Johnson, who also had winning goal in USC’s 1-0 semifinal win over Georgetown on Friday, was wide open in front of the net when Leah Pruitt took a pass up the left sideline, beat defender Easther Mayi Kith, and delivered a perfect cross. Johnson simply rolled the ball into the goal to the right of goalkeeper Rylee Foster.
Johnson, selected the College Cup’s most outstanding offensive player, scored again off an assist from Nicole Molen in the 87th minute.
“Having an injury like an ACL injury is not fun,” Johnson said. “I knew this team was going to be special so I worked really hard to come back. I wanted to get the national championship. I knew we could do it.”
“To have the weekend she had is more than fitting,” McAlpine said. “Absolutely unbelievable.”
The Trojans got on the board in the second minute after Julia Bingham directed a corner kick to the top of the penalty box, where Savannah Levin headed the ball forward to Andrews, whose header from 5 yards eluded Foster.
West Virginia’s Ashley Lawrence, a member of the 2016 Canadian Olympic team, tied it at 1 in the 66th minute when she ripped a shot from the top left corner of the penalty box just inside the near post.
The Mountaineers kept the pressure on goalkeeper Sammy Jo Prudhomme and the Trojans’ defense most of the afternoon.
“Sometimes the ball just doesn’t go to the back of the net,” Izzy-Brown said. “I thought we should have had three or four (goals). Lots of credit to Sammy.”

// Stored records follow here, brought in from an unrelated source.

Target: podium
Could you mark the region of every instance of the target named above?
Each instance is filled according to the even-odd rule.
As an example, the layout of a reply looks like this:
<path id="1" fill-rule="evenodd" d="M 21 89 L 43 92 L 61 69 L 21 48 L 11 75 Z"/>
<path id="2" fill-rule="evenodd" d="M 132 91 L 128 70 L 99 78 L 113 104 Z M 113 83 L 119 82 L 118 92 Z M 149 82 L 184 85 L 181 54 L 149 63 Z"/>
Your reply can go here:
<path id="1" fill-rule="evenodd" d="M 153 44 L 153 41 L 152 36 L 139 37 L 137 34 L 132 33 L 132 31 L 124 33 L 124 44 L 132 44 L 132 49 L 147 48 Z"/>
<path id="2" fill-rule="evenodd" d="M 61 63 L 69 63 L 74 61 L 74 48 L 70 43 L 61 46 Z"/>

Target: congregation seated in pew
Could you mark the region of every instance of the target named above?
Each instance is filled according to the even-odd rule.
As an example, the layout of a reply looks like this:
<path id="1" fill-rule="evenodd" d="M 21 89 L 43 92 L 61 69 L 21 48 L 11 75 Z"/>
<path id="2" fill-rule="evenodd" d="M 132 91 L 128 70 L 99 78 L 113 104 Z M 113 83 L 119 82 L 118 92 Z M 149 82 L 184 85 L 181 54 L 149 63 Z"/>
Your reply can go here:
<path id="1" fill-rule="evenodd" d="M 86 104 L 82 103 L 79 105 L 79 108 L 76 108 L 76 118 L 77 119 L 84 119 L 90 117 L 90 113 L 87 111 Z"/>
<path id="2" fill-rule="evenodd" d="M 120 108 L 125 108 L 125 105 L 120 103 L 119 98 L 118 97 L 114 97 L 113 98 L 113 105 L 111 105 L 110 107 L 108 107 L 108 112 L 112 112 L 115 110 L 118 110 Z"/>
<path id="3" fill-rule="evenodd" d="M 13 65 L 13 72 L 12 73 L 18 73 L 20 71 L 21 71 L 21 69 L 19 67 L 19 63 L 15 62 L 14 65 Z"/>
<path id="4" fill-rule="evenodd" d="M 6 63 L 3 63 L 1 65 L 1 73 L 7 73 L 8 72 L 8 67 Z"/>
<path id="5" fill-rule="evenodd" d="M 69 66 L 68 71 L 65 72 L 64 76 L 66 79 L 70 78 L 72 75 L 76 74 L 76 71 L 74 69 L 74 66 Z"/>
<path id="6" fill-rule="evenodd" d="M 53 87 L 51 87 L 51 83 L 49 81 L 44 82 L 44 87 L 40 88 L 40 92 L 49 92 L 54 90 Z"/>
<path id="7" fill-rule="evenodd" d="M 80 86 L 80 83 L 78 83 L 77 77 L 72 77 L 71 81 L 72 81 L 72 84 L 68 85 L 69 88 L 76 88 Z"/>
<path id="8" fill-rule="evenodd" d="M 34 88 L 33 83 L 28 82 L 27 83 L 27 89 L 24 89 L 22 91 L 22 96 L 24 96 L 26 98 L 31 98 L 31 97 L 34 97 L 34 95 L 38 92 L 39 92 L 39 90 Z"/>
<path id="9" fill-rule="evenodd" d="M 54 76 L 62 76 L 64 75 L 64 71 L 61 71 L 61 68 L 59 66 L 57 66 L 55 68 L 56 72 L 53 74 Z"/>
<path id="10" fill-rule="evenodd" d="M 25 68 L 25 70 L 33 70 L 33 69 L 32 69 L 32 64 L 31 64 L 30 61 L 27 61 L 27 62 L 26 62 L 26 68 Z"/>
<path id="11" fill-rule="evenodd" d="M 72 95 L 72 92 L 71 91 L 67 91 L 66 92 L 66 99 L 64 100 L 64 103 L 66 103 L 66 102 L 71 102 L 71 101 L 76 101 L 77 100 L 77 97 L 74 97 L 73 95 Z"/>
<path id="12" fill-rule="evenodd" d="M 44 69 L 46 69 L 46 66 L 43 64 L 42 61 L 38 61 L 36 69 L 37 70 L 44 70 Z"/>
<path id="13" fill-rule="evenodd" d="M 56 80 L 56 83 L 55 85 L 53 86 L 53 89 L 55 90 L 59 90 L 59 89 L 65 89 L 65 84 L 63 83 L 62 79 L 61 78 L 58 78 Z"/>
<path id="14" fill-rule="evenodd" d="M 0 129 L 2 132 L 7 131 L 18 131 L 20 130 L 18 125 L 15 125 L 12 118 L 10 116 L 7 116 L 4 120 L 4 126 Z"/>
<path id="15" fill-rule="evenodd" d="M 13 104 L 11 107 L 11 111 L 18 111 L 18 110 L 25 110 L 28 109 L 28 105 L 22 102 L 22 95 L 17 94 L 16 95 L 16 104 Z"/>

The Trojans joined North Carolina (21 titles), Notre Dame (3) and Portland (3) as the only multiple winners of the College Cup.
USC won its 126th national team title on the same day its men’s water polo team lost 10-8 to Cal in the NCAA final just 45 miles away in Berkeley, California.
West Virginia, in its first College Cup final, was hoping to claim its first NCAA title in any sport besides its co-ed rifle team, which has won 18 national titles.